Python is a notoriously slow language, so why is it widely used by scientists and machine learning experts? In a numerically heavy task, an interpreted, dynamically typed environment can be thousands of times slower than a compiled, statically typed one, which can make the difference between minutes and days or between coarse models on small datasets and fine-grained models on large datasets. The trick is to drive compiled functions from the interpreted commandline, like R, and to frame your problem in array programming primitives, like Matlab, but in a general-purpose programming language with hundreds of thousands of extensions to glue to every conceivable interface.
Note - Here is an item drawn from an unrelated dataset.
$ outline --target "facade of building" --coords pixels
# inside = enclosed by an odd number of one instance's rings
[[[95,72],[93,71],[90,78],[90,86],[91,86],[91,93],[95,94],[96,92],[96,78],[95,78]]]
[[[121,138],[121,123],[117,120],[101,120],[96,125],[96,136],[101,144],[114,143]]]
In this workshop, we will examine the numerical processing ecosystem that has grown up around Python. The key library in this ecosystem is Numpy, which enables fast array programming, and Pandas, a convenient wrapper for organizing data. We will visualize data in and out of JupyterLab, a notebook front-end for exploratory analysis. We'll also work through examples of binding from C++ to Python with pybind11 and from Python to C++ with Cython, which have different strengths and use-cases. We'll also natively compile Python (C++ speeds without C++) using Numba and run code on GPUs with Numba (Python-like), CuPy (Numpy-like), and PyCUDA/PyOpenCL (raw CUDA/OpenCL).
Participants will be encouraged to bring a laptop or log into their favorite cluster to install the software we discuss here for later use. We will use conda and pip-in-conda, so superuser ("sudo") permissions are not required. None of these topics require programming expertise beyond Python except the short segment on pybind11 (C++) so participants should have general working knowledge of Python.
Important instructions: Come with conda (Miniconda or Anaconda) and Jupyter Lab or Notebook installed for Python 3. Jupyter Lab/Notebook can be installed through conda. General Python programming skills (e.g. writing page-long scripts without difficulty) will be assumed— try some tutorials online if you need to get up to speed. We'll be using Numpy, Pandas, Dask, Numba, Cython, and others, but no prior knowledge of these libraries will be assumed.
10:00 – 10:30 Intro talk
10:30 – 12:00 Just Numpy
12:00 – 01:00 Lunch
01:00 – 01:30 Ecosystem talk
01:30 – 02:00 Pandas
02:00 – 02:30 Dask & multiprocessing
02:30 – 02:50 Coffee break
02:50 – 03:20 Numba, Cython, pybind11
03:20 – 03:40 CuPy, Numba-GPU, PyCUDA
03:40 – 04:00 ctypes & low-level hackery
Jim Pivarski received his Ph.D. in high-energy particle physics from Cornell in 2006. He helped to commission the CMS experiment at the LHC and later switched to data science as a Big Data consultant. He is now back in physics, integrating computing techniques learned from industry into high-energy physics analysis.